Je n’aimais pas cette école mais je pense que cette discipline de fer et les conseils de mon professeur ont été les seuls moyens pour me faire comprendre que je devais commencer à penser à mon avenir, et à ce que je voulais faire de ma vie. Aujourd’hui, je pense que sans cette expérience, j’aurais fini comme beaucoup de mes anciens amis : à ne rien faire de mes journées, à faire la fête tout le temps. 

Après l’école coranique, la remise en question

Quand je suis rentré en Italie, je ne voulais pas refaire les mêmes erreurs. Je me suis excusé auprès de mon père. Il a dit qu’il jugerait d’après mon comportement si j’avais changé. J’étais déterminé à me construire un avenir et à aider ma mère. Je n’ai pas repris contact avec mes anciens amis, je ne sortais plus qu’avec mes cousins. L’école coranique m’a fait comprendre que mon comportement ne devait pas changer selon l’endroit où j’étais, ou selon les personnes avec lesquelles je sortais.

Pour le punir, le père d’Assane a pris la décision de l’envoyer onze mois au Sénégal dans sa famille. Une expérience qui l’a assagi.

Au loin, un homme attend sur son téléphone avec sa valise dans un aéroport quasiment vide. Il y a un coucher de soleil derrière lui.

Cette punition au Sénégal à l’école coranique m’a permis de me remettre en question. J’ai compris que ce que je faisais en Italie, c’était très immature, c’est pour ça que j’ai été renvoyé. En fait, je ne savais pas ce que je voulais. Maintenant, je sais ce que je veux. J’ai trouvé un emploi qui me plaît et j’ai un projet pour terminer mes études et obtenir mon diplôme.  

M’envoyer là-bas a été une bonne décision. J’ai pu apprendre à mieux connaître ma famille. J’ai pu voir ma mère aussi, car mes parents sont séparés. J’aimerais y retourner pour les vacances, mais pas pour une punition.

À mon retour en Italie, j’ai continué à prier cinq fois par jour, alors qu’avant, je préférais aller faire la fête. J’ai gardé la foi, mais je trouve que leur façon d’enseigner le Coran est stricte, trop stricte. 

Assane, 19 ans, en formation, Paris

Crédit photo Pexels // CC Rahmi Aksöz

 

15 % des enfants sénégalais·es sont inscrit·e·s dans une école coranique. *

LES ABUS

Au Sénégal, certaines écoles coraniques maltraitent leurs élèves (violences physiques, sexuelles et psychologiques, privation de soins, mendicité forcée).

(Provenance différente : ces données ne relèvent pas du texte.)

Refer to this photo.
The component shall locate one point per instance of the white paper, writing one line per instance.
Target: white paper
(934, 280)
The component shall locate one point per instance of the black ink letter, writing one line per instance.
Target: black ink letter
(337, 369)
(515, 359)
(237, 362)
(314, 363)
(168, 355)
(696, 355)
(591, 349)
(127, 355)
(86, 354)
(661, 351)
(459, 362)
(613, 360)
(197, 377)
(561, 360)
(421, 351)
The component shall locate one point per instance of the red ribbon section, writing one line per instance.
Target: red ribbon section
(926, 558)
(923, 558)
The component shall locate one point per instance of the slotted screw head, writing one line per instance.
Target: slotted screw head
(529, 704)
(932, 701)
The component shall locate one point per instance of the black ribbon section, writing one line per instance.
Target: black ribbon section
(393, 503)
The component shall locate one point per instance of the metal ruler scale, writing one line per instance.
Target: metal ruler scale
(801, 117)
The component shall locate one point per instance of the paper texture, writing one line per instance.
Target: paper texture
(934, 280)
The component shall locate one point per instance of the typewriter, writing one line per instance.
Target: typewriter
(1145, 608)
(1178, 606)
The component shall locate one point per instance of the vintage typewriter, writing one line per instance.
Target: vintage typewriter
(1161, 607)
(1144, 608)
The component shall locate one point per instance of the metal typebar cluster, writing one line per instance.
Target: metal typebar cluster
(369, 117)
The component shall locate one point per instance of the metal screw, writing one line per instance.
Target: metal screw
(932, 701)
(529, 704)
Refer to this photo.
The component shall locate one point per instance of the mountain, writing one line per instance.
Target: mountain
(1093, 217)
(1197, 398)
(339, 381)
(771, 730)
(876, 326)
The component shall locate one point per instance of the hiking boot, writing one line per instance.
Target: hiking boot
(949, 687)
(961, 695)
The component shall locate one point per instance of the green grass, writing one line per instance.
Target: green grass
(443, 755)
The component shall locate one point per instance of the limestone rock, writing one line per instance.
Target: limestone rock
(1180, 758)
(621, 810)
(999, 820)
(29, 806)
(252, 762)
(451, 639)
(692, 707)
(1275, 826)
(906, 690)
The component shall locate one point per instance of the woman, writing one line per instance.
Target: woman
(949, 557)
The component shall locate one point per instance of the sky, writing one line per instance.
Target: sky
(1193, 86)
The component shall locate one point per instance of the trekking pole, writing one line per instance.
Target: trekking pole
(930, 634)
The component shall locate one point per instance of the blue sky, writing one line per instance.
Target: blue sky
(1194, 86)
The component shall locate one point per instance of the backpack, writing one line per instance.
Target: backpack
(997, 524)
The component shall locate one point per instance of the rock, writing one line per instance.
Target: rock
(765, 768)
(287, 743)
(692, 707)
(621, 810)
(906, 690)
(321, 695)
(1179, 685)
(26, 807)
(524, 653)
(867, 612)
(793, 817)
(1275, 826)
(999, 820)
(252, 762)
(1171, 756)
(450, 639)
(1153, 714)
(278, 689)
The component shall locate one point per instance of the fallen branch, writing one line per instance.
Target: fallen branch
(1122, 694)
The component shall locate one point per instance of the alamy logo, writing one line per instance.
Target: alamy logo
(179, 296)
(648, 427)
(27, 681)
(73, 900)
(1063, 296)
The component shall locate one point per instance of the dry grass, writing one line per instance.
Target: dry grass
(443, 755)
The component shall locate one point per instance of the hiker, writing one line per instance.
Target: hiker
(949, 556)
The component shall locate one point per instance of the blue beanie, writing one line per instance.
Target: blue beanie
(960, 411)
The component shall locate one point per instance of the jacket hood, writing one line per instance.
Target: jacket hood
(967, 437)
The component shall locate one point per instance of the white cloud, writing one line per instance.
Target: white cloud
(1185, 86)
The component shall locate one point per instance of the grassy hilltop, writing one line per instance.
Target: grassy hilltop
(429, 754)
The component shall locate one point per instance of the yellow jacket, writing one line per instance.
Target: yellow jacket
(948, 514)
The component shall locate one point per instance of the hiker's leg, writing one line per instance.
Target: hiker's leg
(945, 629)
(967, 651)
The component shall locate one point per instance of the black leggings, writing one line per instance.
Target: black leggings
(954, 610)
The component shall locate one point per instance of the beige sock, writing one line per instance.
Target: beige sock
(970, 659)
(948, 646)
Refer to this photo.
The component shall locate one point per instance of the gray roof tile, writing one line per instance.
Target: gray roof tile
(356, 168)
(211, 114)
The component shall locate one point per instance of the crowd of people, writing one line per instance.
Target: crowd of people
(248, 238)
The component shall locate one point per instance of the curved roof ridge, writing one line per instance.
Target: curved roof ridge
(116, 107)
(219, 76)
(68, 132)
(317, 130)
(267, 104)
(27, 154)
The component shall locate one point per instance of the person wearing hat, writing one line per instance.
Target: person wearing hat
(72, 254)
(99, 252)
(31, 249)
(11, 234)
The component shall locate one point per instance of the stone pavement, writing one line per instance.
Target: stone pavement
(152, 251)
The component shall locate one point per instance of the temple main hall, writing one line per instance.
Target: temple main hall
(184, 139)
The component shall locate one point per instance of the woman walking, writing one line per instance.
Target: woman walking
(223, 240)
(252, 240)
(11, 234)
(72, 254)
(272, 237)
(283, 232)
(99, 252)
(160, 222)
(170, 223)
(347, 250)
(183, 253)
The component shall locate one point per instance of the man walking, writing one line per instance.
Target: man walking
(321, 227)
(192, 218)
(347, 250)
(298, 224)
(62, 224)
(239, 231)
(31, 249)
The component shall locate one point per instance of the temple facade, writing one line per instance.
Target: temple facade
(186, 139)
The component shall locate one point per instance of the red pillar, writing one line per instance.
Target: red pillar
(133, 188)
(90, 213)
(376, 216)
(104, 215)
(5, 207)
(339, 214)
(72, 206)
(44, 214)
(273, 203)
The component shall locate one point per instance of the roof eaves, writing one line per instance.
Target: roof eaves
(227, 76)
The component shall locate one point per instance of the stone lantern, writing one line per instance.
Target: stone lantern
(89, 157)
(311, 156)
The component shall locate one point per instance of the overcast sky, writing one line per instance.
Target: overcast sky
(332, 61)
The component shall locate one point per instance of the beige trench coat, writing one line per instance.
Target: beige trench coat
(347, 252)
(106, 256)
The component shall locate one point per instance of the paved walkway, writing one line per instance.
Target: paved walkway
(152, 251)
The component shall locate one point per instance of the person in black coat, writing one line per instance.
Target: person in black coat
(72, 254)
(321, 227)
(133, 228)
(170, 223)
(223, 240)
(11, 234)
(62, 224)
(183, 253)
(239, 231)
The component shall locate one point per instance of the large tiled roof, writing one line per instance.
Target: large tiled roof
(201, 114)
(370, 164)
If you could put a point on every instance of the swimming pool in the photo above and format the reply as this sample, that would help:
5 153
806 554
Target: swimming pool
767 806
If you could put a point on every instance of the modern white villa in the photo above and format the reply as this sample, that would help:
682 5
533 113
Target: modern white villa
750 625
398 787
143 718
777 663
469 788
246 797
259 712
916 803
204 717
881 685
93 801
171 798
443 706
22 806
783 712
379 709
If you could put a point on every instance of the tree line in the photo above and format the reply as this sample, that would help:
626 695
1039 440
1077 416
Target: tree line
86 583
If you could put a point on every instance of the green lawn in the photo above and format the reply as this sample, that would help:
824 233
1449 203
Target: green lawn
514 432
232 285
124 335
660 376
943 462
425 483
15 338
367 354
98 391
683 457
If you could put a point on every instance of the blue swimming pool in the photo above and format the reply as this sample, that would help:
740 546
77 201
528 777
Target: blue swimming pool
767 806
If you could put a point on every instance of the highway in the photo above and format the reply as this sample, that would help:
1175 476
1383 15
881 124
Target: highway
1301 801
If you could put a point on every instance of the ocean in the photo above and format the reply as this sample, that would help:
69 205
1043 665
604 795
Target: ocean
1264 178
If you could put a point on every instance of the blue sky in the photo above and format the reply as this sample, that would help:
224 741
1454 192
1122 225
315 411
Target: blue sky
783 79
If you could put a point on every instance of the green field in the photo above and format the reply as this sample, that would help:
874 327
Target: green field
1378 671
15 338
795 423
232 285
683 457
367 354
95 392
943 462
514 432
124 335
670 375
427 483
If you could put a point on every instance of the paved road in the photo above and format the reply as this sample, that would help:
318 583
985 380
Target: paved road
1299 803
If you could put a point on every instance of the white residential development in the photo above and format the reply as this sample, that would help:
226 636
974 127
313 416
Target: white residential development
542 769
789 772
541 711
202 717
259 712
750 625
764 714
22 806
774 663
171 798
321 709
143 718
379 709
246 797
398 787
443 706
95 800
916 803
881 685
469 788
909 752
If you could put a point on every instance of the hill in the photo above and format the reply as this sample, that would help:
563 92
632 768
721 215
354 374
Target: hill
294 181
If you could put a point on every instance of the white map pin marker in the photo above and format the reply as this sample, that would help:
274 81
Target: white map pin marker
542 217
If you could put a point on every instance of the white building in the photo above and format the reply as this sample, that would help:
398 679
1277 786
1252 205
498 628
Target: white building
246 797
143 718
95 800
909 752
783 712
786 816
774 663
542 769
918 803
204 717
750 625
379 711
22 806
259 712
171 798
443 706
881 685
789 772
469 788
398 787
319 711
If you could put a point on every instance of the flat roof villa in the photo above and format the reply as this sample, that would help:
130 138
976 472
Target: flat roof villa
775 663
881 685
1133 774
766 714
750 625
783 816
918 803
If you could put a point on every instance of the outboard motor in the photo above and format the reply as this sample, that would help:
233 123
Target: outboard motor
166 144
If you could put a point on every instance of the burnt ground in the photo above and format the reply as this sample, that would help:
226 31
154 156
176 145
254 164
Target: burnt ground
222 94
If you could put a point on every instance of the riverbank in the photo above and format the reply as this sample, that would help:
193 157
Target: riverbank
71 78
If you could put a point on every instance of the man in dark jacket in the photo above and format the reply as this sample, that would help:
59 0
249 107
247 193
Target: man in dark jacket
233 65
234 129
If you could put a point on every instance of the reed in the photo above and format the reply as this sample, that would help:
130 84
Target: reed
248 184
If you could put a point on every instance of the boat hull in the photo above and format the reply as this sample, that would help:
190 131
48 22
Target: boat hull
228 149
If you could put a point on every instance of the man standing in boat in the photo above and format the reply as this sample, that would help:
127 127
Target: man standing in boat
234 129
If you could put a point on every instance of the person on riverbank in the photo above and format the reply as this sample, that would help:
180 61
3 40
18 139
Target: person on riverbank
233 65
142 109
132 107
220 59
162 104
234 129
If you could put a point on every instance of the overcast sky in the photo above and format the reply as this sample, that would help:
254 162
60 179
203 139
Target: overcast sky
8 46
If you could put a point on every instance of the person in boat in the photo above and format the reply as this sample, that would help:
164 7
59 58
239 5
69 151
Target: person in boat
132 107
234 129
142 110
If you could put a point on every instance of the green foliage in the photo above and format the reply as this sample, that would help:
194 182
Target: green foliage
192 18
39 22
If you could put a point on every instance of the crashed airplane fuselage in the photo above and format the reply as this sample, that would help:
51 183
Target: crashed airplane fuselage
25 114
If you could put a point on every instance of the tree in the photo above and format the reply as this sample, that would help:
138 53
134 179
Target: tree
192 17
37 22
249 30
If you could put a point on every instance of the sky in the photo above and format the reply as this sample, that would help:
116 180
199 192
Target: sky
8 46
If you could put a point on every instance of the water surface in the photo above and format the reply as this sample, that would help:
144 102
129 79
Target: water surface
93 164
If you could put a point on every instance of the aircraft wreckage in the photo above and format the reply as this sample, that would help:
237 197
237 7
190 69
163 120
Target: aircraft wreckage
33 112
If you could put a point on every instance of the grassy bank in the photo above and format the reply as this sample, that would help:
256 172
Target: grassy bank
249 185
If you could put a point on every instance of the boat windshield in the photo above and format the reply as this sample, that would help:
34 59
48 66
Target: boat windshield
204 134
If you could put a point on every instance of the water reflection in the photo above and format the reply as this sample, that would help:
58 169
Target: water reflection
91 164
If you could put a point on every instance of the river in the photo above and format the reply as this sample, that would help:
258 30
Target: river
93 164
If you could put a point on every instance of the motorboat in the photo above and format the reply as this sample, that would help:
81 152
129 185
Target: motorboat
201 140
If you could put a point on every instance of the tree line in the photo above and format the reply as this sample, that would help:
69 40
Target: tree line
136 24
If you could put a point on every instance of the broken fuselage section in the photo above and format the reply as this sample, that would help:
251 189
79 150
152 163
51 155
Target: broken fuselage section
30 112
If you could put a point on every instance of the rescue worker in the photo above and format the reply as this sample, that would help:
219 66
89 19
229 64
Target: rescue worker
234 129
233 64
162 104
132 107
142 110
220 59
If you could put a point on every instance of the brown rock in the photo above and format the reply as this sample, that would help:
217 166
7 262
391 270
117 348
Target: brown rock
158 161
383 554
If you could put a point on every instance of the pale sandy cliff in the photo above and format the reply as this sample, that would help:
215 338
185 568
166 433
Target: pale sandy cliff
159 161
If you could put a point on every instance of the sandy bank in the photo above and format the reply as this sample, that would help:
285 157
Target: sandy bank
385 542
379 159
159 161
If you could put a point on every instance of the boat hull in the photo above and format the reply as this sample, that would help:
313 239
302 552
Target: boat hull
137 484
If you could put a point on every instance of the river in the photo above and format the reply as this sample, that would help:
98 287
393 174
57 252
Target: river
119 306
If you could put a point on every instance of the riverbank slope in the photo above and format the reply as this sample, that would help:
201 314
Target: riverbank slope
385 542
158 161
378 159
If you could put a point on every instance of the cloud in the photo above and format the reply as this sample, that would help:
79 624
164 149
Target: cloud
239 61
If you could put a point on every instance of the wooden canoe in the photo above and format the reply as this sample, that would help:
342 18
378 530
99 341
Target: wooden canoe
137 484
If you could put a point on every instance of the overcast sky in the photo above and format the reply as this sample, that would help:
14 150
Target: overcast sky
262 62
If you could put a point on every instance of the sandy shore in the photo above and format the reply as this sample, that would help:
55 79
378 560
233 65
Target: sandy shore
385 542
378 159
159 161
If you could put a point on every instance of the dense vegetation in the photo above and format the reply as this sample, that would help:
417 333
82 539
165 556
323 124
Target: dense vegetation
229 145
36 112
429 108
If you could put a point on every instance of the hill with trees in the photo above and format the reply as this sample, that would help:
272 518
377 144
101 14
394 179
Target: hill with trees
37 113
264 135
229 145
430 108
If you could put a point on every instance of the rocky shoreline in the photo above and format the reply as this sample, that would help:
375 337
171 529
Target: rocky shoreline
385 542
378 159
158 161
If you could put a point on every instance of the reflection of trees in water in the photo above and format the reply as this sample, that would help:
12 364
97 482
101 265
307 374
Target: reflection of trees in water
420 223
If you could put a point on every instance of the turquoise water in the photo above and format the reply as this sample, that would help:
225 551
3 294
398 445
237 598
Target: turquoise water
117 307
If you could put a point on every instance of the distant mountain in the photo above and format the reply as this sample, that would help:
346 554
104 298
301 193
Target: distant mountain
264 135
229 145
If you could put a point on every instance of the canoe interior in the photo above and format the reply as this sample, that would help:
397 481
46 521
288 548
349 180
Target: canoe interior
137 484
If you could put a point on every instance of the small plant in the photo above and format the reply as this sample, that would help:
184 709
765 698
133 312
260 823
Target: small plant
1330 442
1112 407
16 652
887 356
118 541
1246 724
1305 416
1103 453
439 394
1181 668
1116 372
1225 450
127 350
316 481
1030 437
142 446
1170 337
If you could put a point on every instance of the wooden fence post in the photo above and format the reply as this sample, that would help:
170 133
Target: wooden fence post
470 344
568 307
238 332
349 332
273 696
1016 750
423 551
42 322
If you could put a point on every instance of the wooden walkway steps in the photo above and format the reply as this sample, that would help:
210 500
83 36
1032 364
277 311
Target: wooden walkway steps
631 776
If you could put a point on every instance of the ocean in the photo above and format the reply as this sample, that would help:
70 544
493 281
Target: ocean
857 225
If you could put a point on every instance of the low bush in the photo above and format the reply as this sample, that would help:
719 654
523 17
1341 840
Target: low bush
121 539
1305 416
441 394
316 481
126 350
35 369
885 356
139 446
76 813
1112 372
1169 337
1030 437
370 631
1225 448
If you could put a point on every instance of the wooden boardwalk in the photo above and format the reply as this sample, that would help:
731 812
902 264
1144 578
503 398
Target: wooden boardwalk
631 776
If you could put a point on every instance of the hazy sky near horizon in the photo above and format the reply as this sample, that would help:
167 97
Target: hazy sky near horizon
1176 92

Beaucoup d’écoles sont insalubres, ce qui met directement en danger la santé des enfants.

LA LOI 

Depuis les années 2000, les gouvernements sénégalais promettent de mieux encadrer ces écoles, mais se heurtent à l’opposition de certain·e·s religieux·ses et d’une partie de la population. L’intervention de l’État permettrait de lutter (en partie) contre les violences, et aussi de financer les rénovations et le matériel des daaras.

* En comparaison, 20 % des enfants français·es sont scolarisé·e·s dans des écoles catholiques.